Minutes later, he knew he'd lost a good friend, the man who'd been his companion on the road to success and celebrity.
Dermot Morgan - known and loved by millions as Father Ted - had died of a heart attack, less than 48 hours after they'd finished filming the final episode of the last series.
"We finished filming on the Friday and the last thing I said to him was that we must have a good long chat," he recalls. "When the phone rang that Sunday morning, I had a premonition that something awful had happened. We'd had a bit of a party after the show and my dad, who's a doctor, was there and he remarked how poorly Dermot was looking. But everyone's wise in hindsight, aren't they?" Father Ted was the show that made Ardal O'Hanlon famous, but he was already well-known as the purveyor of a particularly gentle, observant and whimsical brand of stand-up comedy that owes nothing to filth, smut, swearing or innuendo and everything to a sense of humour that is firmly based on the absurdities of life.
After a summer spent at home in London with his wife Melanie and daughter Emily, he's back on the road with a new show which reaches the Oxford Playhouse for a two-night run opening tomorrow.
"When I first did stand-up in London, I was playing to kind of knowledgable comedy club audiences, but now I get a pretty mainstream crowd, which lets you know how good you are.
"The material is all new - when I'm writing, I never think if the audience will like it or not. I just go with what I find funny and hope that they will too. I don't do near the knuckle stuff and I don't swear - I don't think that an audience would accept that from me anyway, even if I was interested in doing that sort of stuff."
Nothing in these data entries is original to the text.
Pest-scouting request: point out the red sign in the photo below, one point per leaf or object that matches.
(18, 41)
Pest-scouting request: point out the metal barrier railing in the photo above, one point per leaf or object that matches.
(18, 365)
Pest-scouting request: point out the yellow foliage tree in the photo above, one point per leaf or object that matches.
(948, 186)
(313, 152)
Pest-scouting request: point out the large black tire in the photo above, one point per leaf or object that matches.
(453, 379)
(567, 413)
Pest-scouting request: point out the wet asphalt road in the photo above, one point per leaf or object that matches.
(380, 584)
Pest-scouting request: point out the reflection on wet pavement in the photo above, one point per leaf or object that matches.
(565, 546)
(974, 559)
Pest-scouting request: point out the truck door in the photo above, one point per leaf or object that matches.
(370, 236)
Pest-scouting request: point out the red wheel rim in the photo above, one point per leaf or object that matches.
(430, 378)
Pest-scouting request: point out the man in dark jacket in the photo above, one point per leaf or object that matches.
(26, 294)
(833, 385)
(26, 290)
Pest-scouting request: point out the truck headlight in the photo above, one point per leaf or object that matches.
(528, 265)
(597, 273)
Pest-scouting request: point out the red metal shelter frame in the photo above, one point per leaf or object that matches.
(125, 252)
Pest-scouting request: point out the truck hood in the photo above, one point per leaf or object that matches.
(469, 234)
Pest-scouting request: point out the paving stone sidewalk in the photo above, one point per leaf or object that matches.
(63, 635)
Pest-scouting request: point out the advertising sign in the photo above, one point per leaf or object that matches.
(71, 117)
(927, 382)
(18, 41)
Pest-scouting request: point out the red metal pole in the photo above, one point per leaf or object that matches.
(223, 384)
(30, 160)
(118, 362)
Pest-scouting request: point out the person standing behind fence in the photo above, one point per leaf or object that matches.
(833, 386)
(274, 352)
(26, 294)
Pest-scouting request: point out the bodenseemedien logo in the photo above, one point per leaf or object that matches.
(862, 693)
He sounds cheery enough during our conversation and the only time a hint of sadness enters his voice is when he mentions Dermot Morgan. "The last Father Ted we did would have been the final show anyway, even if Dermot hadn't died," he observes. "We all said that there was no way we'd do another series. Three was just right. We didn't want the standards to slip and we were all moving on to other things. It was over."
He continues: "It's very odd, you know - when we weren't working, I didn't see Dermot all that much and from time to time I'd say to myself, 'Oh, I must give Dermot a ring' - and I still find myself doing that and have to remind myself that he's gone."
Ardal O'Hanlon is a likeable, easy-going sort of man. There will never be another series of Father Ted, but in the end, perhaps that's the right thing - it follows the showbiz adage about leaving your audience wanting more.
Just like the O'Hanlon stand-up routine. Which also proves that you don't have to be nasty to be funny.